Eastbound from the Saskatchewan crossing I came across another black bear. I would never have noticed him if I had not pulled over to look at some rock formations. He was off to the right, sprawled out in a lush patch of dandelions. Only his head and shoulders were visible. Bears, I was beginning to understand, love dandelions. In early spring they are an important food source. The bear was only a few feet away, so blissfully gorging himself that he was totally unconcerned about the presence of my car. It was late afternoon, and the sun was warm. Every once in awhile Mr. Bruin would stretch out and seemed about ready for a snooze, but only for a moment or two. Then he would begin to eat again, his eyes contentedly half closed as he swept clumps of dandelions with his paws into his mouth. I must have sat for an hour, watching, taking pictures of him through the open car window. Finally, he got up and waddled down toward a small creek that flowed at the base of a small slope. The photo session was over.

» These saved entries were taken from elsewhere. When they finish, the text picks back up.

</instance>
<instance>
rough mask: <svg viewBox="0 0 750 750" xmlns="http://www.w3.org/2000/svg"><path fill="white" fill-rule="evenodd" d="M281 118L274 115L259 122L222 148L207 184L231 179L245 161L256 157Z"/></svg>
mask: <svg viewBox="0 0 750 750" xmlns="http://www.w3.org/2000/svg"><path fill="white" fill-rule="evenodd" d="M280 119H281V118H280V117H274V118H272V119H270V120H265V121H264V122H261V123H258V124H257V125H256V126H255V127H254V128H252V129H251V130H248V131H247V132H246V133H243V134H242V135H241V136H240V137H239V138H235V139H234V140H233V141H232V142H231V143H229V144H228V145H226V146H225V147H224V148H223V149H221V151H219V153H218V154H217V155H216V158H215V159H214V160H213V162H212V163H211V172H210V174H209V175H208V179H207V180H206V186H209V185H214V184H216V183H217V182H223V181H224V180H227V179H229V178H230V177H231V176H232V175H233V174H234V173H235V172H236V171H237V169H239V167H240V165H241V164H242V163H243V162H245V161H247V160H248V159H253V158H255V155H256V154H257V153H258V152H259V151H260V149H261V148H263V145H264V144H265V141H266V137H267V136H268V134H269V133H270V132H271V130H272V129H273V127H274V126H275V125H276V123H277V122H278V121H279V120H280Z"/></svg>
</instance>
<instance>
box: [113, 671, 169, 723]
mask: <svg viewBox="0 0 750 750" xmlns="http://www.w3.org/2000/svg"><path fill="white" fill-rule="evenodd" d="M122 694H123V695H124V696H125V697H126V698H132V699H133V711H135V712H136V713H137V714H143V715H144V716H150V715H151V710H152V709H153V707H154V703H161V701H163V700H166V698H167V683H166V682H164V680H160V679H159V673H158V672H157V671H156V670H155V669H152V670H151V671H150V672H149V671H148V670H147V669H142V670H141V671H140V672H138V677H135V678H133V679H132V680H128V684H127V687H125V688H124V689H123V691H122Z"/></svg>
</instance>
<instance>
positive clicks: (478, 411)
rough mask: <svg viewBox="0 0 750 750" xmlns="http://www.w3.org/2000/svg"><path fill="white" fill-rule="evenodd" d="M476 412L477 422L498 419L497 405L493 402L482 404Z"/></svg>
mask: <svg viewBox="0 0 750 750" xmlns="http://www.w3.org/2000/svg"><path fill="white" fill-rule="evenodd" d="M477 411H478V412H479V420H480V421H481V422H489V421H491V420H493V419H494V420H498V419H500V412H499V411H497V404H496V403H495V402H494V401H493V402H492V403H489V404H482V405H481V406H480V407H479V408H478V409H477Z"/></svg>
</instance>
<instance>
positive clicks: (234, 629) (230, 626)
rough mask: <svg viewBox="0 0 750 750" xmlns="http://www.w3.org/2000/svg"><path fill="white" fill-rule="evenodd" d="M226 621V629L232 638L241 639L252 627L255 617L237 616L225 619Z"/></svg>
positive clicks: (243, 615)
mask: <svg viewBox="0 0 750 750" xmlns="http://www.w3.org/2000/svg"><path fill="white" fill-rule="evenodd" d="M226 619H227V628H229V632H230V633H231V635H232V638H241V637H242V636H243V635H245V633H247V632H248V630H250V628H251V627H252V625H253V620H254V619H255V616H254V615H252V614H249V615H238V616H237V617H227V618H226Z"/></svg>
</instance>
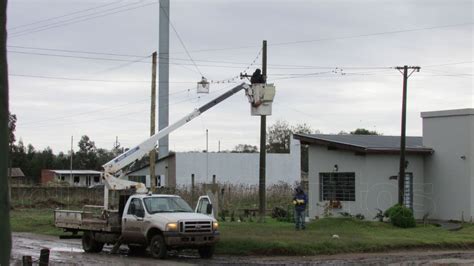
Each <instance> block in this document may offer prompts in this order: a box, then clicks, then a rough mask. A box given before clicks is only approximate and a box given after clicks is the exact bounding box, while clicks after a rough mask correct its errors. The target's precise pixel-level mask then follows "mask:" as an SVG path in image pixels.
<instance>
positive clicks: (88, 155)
mask: <svg viewBox="0 0 474 266" xmlns="http://www.w3.org/2000/svg"><path fill="white" fill-rule="evenodd" d="M78 146H79V151H78V152H76V154H75V156H74V168H77V169H81V170H86V169H98V168H97V154H96V150H97V149H96V147H95V143H94V142H93V141H92V140H91V139H90V138H89V137H88V136H87V135H84V136H82V137H81V139H80V140H79V142H78Z"/></svg>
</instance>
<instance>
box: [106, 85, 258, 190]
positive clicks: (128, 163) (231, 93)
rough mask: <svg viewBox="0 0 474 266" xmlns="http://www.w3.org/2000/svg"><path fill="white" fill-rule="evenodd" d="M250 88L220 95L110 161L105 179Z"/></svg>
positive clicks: (106, 172) (142, 155)
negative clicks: (239, 92)
mask: <svg viewBox="0 0 474 266" xmlns="http://www.w3.org/2000/svg"><path fill="white" fill-rule="evenodd" d="M249 88H250V85H248V84H246V83H242V84H240V85H238V86H236V87H234V88H232V89H231V90H229V91H227V92H225V93H224V94H222V95H220V96H219V97H217V98H215V99H214V100H212V101H210V102H208V103H206V104H205V105H203V106H201V107H200V108H198V109H195V110H194V111H193V112H191V113H190V114H188V115H187V116H185V117H183V118H182V119H180V120H178V121H177V122H175V123H173V124H171V125H169V126H168V127H165V128H163V129H162V130H160V131H158V133H156V134H155V135H153V136H151V137H150V138H148V139H147V140H145V141H143V142H142V143H140V144H139V145H138V146H136V147H134V148H132V149H130V150H128V151H126V152H124V153H122V154H120V155H119V156H117V157H115V158H114V159H112V160H111V161H109V162H108V163H106V164H104V165H103V166H102V167H103V168H104V172H105V175H106V176H105V179H106V180H107V178H108V176H109V177H110V175H115V174H117V173H118V172H119V171H120V170H122V169H123V168H124V167H126V166H127V165H129V164H131V163H132V162H134V161H136V160H138V159H140V158H142V157H143V156H145V155H146V154H148V153H149V152H150V151H151V150H153V149H154V148H155V146H156V143H157V141H158V140H160V139H161V138H163V137H165V136H166V135H168V134H169V133H171V132H173V131H174V130H176V129H178V128H179V127H181V126H183V125H185V124H186V123H188V122H189V121H191V120H193V119H194V118H196V117H198V116H199V115H200V114H202V113H204V112H205V111H207V110H209V109H210V108H212V107H214V106H215V105H217V104H219V103H220V102H222V101H224V100H225V99H227V98H229V97H230V96H232V95H234V94H235V93H237V92H238V91H240V90H242V89H245V90H248V89H249ZM116 189H119V188H116Z"/></svg>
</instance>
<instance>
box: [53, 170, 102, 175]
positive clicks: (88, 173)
mask: <svg viewBox="0 0 474 266" xmlns="http://www.w3.org/2000/svg"><path fill="white" fill-rule="evenodd" d="M50 171H52V172H54V173H56V174H60V175H65V174H73V175H100V174H101V173H102V172H99V171H94V170H72V171H71V170H50Z"/></svg>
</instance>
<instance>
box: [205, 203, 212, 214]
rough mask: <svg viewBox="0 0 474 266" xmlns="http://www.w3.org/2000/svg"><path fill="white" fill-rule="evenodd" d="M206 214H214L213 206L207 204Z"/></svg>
mask: <svg viewBox="0 0 474 266" xmlns="http://www.w3.org/2000/svg"><path fill="white" fill-rule="evenodd" d="M206 214H212V204H207V208H206Z"/></svg>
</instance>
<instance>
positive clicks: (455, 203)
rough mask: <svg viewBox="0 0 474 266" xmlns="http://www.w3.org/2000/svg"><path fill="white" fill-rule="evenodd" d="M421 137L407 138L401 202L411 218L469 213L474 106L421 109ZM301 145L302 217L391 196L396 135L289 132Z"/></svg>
mask: <svg viewBox="0 0 474 266" xmlns="http://www.w3.org/2000/svg"><path fill="white" fill-rule="evenodd" d="M422 118H423V137H407V141H406V147H407V148H406V150H407V156H406V161H407V165H406V173H407V174H406V177H405V203H406V205H407V206H409V207H412V208H413V211H414V214H415V217H416V218H418V219H420V218H422V217H423V216H424V215H425V214H428V215H429V217H430V218H433V219H445V220H448V219H454V220H463V219H464V220H470V219H471V217H472V216H473V215H474V210H473V208H474V177H473V173H474V168H473V167H474V165H473V155H474V153H473V145H474V139H473V133H474V109H460V110H449V111H438V112H425V113H422ZM294 138H296V139H298V140H300V141H301V142H302V143H303V144H308V145H309V173H308V182H309V191H308V194H309V195H308V196H309V217H310V218H314V217H316V216H319V217H320V216H322V215H323V213H324V205H325V204H328V202H329V201H332V202H333V203H332V204H333V207H336V208H334V209H333V210H332V211H333V212H335V213H337V212H349V213H352V214H359V213H360V214H363V215H364V216H365V217H366V218H367V219H372V218H373V217H374V216H375V214H376V213H377V209H380V210H386V209H387V208H389V207H390V206H392V205H394V204H395V203H397V201H398V182H397V175H398V168H399V154H400V137H395V136H362V135H321V134H317V135H303V134H300V135H295V136H294Z"/></svg>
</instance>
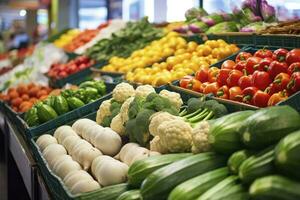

I considered myself fortunate to see several bears in one trip. As much as I enjoy the scenery, the fresh air, the smell of pine, the clear water of lakes and streams, it is the possibility of seeing wildlife in a natural setting that draws me to the mountains. There are times I have travelled through our mountains and have seen very little in the way of wildlife, and always on such trips I have felt disappointed. But knowing that truly wild creatures exist there keeps me going back.
The fascination I have for wildlife is one that is shared by many other people. We humans are intrigued by life forms other than our own kind. This is perhaps evident in the countless dollars spent on exploring the very depths of our universe in search of other life. Learning about other species that exist today and others that existed millions of years ago develops in us an appreciation and awe of the forces of nature. We may even find definition for our own existence. Hopefully, we all will eventually come to the clear conclusion that we are also a part of nature, not separate from it. We need to protect our wildlife. If species perish just because of our own carelessness, then perhaps we too will share that same destiny. In the meantime, I wish to share through my pictures, glimpses of bears who love dandelions.